Я выдохнула. Тряпка в моей руке все еще была сжата в комок. Дрожь от только что произошедшей стычки наконец начала утихать, сменяясь странным чувством удовлетворения. Я смочила тряпку снова, выжала и пошла обратно в комнату, чтобы наконец стереть слой чужой пыли со своего прошлого.
С Иваном я действительно чувствовала себя смелее. Его присутствие было как бронежилет — не физический, а моральный. Он создавал пространство, в котором моя правота обретала вес и силу.
Игорь, как и ожидалось, так и не вышел из своей комнаты. За дверью стояла гробовая тишина. Жалкий трус. Ему было проще отсиживаться, пока его любовница принимает на себя весь удар.
Эта мысль окончательно добила в моей душе последние остатки каких-либо чувств к нему. Он был не просто предателем. Он был ничтожеством.
— Ну что, вызываем? — Иван посмотрел на меня, его палец уже набирал номер полиции. Взгляд его был ясен и решителен.
Я кивнула, чувствуя, как сердце бьется чаще, но не от страха, а от предвкушения справедливости. — Вызываем.
Участковый, мужчина лет пятидесяти с усталым, но опытным лицом, прибыл через полчаса. Его появление окончательно вернуло всю ситуацию в плоскость закона и порядка, вырвав ее из абсурдного домашнего театра, который устроила Вера.
Вера, увидев форму, попыталась взять инициативу в свои руки, начав с возмущенного:
— Вы представляете, они вломились сюда! — Но участковый, капитан Семёнов, быстро пресек ее поток слов, потребовав документы и объяснений от всех сторон.
Я молча протянула ему свой паспорт с пропиской в этой квартире. Слово «хозяйка» прозвучало для Веры приговором.

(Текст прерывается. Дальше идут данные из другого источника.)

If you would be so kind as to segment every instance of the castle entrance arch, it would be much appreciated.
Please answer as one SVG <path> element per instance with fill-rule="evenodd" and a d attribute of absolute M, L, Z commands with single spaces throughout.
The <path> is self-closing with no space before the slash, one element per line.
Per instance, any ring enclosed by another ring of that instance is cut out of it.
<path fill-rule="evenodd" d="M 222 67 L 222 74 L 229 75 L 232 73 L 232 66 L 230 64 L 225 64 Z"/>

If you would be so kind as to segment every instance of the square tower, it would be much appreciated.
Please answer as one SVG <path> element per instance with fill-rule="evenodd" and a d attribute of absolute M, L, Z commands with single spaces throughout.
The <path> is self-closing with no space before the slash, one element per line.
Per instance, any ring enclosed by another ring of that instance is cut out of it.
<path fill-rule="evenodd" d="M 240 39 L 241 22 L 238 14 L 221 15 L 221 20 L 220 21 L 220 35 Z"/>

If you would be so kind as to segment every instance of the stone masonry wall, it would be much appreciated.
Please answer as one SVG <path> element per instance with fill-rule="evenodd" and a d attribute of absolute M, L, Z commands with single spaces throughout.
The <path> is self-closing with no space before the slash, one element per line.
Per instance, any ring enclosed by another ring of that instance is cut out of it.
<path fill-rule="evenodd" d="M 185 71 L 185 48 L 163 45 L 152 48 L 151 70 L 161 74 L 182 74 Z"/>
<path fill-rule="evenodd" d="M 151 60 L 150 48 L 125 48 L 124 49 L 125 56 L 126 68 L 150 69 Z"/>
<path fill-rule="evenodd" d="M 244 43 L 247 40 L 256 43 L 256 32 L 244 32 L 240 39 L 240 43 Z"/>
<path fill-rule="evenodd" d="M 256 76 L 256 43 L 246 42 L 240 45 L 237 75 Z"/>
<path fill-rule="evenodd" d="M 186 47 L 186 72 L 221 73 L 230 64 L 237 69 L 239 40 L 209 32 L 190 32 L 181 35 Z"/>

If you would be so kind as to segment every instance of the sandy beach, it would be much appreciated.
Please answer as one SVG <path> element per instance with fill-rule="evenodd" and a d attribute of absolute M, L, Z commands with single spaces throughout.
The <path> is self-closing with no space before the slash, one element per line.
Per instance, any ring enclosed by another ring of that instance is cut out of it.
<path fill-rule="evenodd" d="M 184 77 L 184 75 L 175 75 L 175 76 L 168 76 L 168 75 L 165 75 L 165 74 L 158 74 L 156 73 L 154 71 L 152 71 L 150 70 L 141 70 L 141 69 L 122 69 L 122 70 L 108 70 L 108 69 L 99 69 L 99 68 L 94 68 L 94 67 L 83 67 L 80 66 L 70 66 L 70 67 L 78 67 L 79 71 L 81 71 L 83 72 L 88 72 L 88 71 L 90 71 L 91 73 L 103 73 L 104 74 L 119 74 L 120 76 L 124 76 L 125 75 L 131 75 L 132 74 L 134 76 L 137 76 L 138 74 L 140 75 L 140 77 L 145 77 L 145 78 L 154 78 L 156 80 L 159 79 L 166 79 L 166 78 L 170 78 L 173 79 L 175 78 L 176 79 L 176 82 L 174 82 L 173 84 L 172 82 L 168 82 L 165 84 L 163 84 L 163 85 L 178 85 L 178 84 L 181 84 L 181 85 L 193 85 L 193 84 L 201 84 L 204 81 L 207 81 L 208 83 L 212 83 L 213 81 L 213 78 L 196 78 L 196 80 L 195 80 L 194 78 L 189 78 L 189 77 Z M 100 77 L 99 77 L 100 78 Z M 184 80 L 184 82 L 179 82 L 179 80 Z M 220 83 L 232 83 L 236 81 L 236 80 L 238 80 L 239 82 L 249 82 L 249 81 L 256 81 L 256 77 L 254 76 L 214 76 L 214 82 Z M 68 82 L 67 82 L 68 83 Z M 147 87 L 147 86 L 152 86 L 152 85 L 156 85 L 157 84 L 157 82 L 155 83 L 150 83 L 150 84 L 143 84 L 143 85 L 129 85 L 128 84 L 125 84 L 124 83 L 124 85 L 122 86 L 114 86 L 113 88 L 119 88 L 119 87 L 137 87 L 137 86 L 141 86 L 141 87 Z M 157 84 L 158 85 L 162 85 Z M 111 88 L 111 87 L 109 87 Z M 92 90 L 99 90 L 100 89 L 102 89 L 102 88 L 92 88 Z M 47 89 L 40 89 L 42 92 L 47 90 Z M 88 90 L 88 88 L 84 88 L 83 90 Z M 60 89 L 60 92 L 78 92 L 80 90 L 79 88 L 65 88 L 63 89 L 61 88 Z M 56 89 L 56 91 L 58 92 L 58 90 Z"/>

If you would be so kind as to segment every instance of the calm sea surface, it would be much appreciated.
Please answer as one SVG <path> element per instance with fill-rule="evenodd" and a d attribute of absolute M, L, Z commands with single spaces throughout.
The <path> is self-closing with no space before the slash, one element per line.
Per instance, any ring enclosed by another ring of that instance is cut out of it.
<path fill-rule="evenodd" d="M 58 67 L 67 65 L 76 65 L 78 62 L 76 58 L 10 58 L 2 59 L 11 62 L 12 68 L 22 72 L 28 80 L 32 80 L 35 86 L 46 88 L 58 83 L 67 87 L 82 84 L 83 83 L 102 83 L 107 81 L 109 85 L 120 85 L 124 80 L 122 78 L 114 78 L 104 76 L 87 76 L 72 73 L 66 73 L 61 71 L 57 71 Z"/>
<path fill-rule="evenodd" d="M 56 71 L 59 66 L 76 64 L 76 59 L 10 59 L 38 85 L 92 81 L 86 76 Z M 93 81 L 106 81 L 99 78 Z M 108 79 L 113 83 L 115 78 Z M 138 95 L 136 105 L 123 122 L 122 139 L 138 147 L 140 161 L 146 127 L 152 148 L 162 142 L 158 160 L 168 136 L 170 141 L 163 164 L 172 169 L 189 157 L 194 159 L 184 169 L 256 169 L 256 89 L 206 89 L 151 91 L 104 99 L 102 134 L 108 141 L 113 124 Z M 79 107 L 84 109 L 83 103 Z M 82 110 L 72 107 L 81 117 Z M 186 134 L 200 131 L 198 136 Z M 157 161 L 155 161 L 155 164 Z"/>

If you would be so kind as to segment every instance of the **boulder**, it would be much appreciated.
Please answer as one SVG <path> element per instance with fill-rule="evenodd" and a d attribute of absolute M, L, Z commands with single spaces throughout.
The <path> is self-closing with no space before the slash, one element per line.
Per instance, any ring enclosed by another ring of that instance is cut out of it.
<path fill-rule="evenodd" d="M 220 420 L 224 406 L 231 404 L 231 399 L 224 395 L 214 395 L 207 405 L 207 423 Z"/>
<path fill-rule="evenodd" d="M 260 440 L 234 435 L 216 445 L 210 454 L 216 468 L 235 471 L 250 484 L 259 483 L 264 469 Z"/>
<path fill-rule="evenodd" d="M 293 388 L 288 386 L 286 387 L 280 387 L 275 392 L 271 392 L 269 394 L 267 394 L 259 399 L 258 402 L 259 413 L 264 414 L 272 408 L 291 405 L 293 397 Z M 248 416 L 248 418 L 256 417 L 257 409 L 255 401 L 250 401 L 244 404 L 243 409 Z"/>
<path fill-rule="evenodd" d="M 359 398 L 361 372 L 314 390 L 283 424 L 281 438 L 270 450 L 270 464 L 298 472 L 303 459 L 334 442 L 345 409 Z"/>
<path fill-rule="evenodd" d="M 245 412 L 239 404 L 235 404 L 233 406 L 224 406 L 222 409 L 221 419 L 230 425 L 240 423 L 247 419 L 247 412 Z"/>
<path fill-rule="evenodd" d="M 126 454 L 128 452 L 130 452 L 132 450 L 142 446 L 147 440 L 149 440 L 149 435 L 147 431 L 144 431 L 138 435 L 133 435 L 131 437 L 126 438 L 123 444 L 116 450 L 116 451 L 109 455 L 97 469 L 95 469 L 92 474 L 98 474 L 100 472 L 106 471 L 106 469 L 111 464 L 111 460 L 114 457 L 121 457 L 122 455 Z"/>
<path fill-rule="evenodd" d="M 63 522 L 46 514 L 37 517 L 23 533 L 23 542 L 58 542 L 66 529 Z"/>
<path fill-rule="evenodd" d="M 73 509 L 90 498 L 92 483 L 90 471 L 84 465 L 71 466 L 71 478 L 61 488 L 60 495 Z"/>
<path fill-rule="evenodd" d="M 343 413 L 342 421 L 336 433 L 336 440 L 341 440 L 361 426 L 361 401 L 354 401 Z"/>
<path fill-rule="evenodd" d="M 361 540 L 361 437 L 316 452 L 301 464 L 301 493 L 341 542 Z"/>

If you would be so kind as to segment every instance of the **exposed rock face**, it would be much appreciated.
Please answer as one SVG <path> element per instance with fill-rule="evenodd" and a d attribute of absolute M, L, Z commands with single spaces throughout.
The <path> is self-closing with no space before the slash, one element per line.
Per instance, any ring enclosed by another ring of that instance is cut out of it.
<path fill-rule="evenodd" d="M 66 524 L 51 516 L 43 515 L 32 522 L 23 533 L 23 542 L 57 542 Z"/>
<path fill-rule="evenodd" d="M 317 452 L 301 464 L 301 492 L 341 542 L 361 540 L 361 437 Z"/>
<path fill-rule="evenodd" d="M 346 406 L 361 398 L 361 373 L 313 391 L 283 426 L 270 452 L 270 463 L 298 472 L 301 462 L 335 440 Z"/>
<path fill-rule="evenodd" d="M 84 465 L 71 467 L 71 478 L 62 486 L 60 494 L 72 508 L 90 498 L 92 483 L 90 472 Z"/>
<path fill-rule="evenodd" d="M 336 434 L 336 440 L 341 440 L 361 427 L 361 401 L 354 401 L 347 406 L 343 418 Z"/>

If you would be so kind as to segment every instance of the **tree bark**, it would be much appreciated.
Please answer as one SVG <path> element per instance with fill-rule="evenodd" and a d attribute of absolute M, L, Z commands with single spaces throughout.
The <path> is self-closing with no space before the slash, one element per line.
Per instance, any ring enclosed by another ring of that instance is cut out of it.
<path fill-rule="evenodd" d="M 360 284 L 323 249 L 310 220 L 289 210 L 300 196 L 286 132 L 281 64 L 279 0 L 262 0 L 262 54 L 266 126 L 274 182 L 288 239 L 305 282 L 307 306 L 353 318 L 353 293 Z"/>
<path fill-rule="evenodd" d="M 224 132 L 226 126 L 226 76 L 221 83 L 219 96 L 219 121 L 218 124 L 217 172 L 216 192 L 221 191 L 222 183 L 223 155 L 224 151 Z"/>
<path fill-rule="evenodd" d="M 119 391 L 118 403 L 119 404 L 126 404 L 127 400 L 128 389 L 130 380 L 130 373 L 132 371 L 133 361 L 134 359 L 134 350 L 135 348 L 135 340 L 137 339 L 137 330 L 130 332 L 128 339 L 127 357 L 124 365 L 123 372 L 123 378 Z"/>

Иван же, как свидетель, спокойно и четко объяснил, что мы пришли в квартиру законной владелицы, где обнаружили лиц, не имеющих права на проживание и ведущих себя агрессивно.
Капитан Семёнов внимательно все записывал. Он попросил Игоря выйти, и тот появился на пороге бледный, растерянный, бормоча что-то невнятное про «недоразумение». Но закон есть закон. Прописки у Веры и ее дочери не было. Мое заявление как собственницы — было.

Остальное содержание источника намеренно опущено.